Javascript is vital for the advanced features in this website such as Property Search. Please enable or upgrade your browser
Introducing Amanda Phillips

We are delighted to exhibit new work in Bristol by an artist new to Lime Tree Gallery. We have admired the work of Amanda Phillips for some time and so we are thrilled to be the first gallery in England to show her evocative Scottish landscapes.

We asked Amanda to complete a Q & A to help us all understand the motivation and inspiration behind her work.

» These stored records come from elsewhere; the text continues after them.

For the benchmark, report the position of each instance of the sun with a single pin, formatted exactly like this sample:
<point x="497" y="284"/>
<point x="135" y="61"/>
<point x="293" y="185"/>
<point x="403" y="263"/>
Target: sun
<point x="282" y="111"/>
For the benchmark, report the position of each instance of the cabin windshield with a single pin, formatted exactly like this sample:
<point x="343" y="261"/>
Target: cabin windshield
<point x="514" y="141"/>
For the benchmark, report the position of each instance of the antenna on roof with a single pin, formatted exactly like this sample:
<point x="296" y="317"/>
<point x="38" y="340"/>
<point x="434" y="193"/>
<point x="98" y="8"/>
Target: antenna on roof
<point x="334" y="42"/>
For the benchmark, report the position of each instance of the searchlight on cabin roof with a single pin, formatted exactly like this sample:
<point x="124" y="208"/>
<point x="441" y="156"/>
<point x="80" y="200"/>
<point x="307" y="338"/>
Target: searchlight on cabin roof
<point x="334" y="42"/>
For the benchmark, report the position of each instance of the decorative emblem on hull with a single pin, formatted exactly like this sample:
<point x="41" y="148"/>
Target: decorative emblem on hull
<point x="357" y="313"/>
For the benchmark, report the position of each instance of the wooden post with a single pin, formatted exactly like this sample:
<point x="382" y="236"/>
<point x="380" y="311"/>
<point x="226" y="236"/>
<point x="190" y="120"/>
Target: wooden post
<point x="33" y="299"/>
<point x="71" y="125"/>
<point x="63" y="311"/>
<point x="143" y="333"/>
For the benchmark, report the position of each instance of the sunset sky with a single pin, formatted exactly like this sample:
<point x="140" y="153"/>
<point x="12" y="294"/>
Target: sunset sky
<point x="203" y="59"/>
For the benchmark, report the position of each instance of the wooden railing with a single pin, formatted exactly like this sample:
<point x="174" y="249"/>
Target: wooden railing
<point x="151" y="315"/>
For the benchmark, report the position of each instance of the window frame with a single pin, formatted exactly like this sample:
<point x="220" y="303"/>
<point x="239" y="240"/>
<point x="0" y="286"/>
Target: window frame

How did you get in to art?

It’s always been there, as far back as I can remember the interest was there and I drew at every opportunity and subsequently became good at it.  It was what I was known for at school and has been with me ever since.  Previous careers have always involved conceptualising and drawing in various disciplines, so I’ve never stopped being interested.

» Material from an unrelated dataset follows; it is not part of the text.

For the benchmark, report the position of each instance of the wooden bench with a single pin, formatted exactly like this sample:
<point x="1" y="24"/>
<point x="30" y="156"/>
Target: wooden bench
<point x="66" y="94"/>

How do you start each piece?

I usually start by priming the canvas or board heavily with gesso using a very rough coat which will help make interesting marks come through during painting.  I don’t sketch out what I’m going to do, I just step right in and head straight for the canvas or board.  I usually have an idea in my head about what I want to paint which is often due to a recent trip to the sea or a landscape.  It’s never a fixed idea, always flexible and that’s important.  Even if I have photographs to hand, they are always there for reference never to copy the image onto canvas.  I’m more interested in how something feels as to what it looks like.  Sometimes I change what I’m doing as the painting develops and how I’m feeling on the day.  The weather and seasons come in to it a lot too, high summer energy or cosy studio.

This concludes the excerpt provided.